It is uncertain when the first cigar was created. It was most likely somewhere in the areas surrounding the Caribbean Sea, perhaps in Cuba or Hispaniola (Dominican Republic and Haiti) where Christopher Columbus and his merry first landed and observed the native people smoking from these strange leaves wrapped and tied in cylinder or wrapped up in palm or plantain leaves.
This early, primitive form of cigar was adopted by the Spanish and other European sailers and smoking them spread to Spain, Portugal, and France through Jean Nicot, the French ambassador who gave his name to nicotine.
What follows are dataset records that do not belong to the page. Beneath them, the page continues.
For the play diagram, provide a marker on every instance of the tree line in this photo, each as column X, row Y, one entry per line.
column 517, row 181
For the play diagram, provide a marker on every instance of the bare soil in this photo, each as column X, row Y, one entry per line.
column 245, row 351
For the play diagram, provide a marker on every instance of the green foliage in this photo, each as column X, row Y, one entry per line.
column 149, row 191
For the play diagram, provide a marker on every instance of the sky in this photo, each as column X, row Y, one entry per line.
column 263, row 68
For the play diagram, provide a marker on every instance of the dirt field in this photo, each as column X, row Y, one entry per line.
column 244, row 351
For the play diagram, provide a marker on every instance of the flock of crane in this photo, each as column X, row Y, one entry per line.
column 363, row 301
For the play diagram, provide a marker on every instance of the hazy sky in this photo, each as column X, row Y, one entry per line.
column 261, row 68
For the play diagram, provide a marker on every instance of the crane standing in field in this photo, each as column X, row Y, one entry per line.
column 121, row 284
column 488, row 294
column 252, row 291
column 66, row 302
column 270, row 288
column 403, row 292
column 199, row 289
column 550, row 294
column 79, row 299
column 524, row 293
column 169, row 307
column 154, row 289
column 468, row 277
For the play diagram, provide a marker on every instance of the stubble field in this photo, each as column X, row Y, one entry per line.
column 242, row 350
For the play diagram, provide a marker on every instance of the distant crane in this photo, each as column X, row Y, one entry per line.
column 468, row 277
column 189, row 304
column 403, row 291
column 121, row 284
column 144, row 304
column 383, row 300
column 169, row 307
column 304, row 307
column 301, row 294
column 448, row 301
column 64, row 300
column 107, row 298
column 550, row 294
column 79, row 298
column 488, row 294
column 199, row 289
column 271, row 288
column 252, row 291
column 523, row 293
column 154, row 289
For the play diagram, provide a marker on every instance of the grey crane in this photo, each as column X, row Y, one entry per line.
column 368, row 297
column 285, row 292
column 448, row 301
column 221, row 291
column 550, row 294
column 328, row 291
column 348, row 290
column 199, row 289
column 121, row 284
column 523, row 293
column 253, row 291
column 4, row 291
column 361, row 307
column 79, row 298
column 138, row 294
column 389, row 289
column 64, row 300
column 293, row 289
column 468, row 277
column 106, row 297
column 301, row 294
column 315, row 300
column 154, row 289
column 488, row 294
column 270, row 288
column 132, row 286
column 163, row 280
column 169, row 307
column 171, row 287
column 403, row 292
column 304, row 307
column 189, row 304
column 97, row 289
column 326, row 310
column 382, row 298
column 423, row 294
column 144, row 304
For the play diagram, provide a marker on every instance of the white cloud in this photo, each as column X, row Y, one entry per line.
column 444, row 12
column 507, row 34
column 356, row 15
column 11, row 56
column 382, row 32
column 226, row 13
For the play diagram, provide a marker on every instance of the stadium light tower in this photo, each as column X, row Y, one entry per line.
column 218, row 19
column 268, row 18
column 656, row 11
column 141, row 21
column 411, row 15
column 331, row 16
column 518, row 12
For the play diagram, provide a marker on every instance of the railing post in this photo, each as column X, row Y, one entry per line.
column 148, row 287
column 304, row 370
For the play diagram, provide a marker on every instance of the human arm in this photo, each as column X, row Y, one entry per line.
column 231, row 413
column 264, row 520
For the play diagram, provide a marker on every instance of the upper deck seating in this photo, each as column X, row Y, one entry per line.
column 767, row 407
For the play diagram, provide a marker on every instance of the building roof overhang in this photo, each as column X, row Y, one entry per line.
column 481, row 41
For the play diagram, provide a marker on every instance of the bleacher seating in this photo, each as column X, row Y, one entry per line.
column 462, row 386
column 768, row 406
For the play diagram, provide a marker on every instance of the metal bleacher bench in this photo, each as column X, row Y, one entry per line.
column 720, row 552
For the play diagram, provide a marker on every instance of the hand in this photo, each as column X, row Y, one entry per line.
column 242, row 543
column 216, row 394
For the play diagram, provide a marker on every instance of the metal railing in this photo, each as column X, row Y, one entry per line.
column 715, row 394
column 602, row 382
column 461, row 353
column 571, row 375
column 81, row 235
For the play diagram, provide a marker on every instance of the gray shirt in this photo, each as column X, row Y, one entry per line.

After, tobacco smoking and cigars reached Italy and Britain, through Sir Walter Raleigh and his voyages to the Americas.
Cigar smoking was everywhere in Europe and tobacco smoking through pipes became popular in Britain by the middle of the 16th century. By the end of the century, tobacco was being grown in the Americas commercially. Around that time, tobacco also made its way to the Philippines and spread widely across the country. Spread among Catholic missionaries, it was discovered that the soil and climate conditions in the Philippines was ideal for growing quality tobacco.
By the 1800’s, cigar smoking was very common, and cigarette smoking still very rare. The cigar business became a very important part of growing society, providing employment in factories as mechanized manufacturing of cigars became prevalent and practical.
Cigar manufacturing spread from Cuba and the Philippines up to Key West, Florida, on to the Tampa area and as far north as New York. Tampa became known as the “Cigar Capital of the World,” with thousands of people coming for the tobacco each year.
In New York, cigar rolling was a done more on an individual basis, being rolled in private homes. In 1883, it was reported that cigars were being produces in as many as 127 different apartment complexes. Those numbers equated to about 1,962 families and 7,924 employees.